Study Phone: 306-337-2473
Study Email: anxiety.lab@uregina.ca
Synopsis:
Background: Chronic pain is highly prevalent in the general population and may be even higher among public safety personnel (PSP; e.g., correctional officers, dispatchers, firefighters, paramedics, police). Comprehensive data on chronic pain among diverse Canadian PSP are relatively sparse. Aims: The current study was designed to provide initial estimates of chronic pain frequency and severity among Canadian PSP. Methods: Estimates of chronic pain frequency and severity (i.e., intensity and duration) at different bodily locations were derived from self-reported data collected through an online survey. Participants included 5093 PSP (32.5% women) grouped into six categories (i.e., call center operators/dispatchers, correctional officers, firefighters, municipal/provincial police, paramedics, Royal Canadian Mounted Police [RCMP]). Results: Substantial proportions of participants reported chronic pain, with estimates ranging from 35.3% to 45.4% across the diverse PSP categories. Across PSP categories, chronic lower back pain was the most prevalent. For some pain locations, firefighters and municipal/provincial police reported lower prevalence, but paramedics reported lower intensity, and duration, than some other PSP groups.
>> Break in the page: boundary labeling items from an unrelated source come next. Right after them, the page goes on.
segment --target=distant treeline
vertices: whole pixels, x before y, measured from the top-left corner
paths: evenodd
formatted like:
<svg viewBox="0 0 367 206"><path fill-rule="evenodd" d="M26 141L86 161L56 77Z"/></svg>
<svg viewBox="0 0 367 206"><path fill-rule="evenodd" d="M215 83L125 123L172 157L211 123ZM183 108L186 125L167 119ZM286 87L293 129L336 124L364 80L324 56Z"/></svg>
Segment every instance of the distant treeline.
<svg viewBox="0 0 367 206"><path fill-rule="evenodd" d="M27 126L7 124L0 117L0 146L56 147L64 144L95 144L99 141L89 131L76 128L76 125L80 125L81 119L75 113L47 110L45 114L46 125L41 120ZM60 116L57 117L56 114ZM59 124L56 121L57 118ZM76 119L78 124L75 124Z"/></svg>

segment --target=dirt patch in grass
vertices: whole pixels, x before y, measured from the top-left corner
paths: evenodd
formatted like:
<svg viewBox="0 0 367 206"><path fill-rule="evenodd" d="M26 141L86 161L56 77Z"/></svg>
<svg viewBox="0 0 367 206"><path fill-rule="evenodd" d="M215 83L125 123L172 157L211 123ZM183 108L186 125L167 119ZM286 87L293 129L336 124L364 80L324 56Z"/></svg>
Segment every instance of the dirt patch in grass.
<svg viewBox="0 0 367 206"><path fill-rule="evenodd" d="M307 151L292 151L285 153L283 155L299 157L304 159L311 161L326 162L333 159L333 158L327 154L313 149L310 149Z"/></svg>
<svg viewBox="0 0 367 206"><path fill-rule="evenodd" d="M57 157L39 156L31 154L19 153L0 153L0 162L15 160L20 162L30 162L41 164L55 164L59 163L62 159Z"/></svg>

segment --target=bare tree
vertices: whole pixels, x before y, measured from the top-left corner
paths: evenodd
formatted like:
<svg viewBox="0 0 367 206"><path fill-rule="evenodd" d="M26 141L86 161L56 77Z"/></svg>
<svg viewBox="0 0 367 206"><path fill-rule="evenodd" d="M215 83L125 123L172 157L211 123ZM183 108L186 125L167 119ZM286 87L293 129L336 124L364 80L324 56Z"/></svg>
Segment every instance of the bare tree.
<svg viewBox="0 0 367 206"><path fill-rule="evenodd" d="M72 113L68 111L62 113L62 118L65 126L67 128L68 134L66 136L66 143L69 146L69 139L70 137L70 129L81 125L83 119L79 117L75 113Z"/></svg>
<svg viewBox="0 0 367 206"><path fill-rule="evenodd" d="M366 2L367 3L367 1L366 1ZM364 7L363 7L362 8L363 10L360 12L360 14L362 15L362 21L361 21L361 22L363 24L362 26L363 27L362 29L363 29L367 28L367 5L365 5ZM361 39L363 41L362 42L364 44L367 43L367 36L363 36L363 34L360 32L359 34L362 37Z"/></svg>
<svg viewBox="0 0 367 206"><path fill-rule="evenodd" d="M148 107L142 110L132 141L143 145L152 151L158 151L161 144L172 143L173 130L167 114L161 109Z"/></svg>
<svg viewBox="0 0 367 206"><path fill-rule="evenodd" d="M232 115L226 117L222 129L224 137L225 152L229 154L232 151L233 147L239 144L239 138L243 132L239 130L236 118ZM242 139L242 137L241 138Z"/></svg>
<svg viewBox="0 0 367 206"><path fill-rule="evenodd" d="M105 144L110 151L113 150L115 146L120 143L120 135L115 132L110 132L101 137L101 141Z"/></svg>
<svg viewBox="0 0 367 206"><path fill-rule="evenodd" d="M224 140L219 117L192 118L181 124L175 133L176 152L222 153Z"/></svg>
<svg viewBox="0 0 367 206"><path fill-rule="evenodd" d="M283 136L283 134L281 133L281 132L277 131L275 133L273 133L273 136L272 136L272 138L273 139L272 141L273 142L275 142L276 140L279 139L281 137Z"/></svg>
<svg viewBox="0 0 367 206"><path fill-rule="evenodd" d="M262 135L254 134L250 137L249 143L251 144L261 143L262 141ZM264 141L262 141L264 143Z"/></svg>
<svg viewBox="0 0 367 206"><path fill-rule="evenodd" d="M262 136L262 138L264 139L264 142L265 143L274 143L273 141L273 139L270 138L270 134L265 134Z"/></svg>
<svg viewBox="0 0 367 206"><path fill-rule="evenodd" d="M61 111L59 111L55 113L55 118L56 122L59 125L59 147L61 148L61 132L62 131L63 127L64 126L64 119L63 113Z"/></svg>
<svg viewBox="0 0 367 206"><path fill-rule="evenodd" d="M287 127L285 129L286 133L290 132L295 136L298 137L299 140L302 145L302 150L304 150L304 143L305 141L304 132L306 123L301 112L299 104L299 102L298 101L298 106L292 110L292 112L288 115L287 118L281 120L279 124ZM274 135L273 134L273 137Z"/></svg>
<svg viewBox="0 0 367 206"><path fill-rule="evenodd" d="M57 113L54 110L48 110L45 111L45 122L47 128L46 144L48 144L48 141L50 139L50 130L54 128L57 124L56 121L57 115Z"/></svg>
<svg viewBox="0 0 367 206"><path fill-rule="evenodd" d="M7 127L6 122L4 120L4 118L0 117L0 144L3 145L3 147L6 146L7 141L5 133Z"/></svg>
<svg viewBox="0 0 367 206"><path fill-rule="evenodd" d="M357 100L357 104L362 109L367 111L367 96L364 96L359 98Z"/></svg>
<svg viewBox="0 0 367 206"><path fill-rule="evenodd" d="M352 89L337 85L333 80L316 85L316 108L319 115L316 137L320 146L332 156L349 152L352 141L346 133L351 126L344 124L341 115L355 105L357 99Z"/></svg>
Over 50% of RCMP and paramedics reporting chronic pain indicated that the pain was associated with an injury related to active duty. Conclusions: Discrepancies emerged across PSP members with respect to prevalence, location, and severity. The current data suggest that additional resources and research are necessary to mitigate the development and maintenance of distressing or disabling chronic pain for Canadian PSP.
Additional Keywords: Chronic Pain, Public Safety Personnel
Status: Complete
Completion Date: December 18, 2017
Results:
Results: Substantial proportions of participants reported chronic pain, with estimates ranging from 35.3% to 45.4% across the diverse PSP categories. Across PSP categories, chronic lower back pain was the most prevalent. For some pain locations, firefighters and municipal/provincial police reported lower prevalence, but paramedics reported lower intensity, and duration, than some other PSP groups. Over 50% of RCMP and paramedics reporting chronic pain indicated that the pain was associated with an injury related to active duty.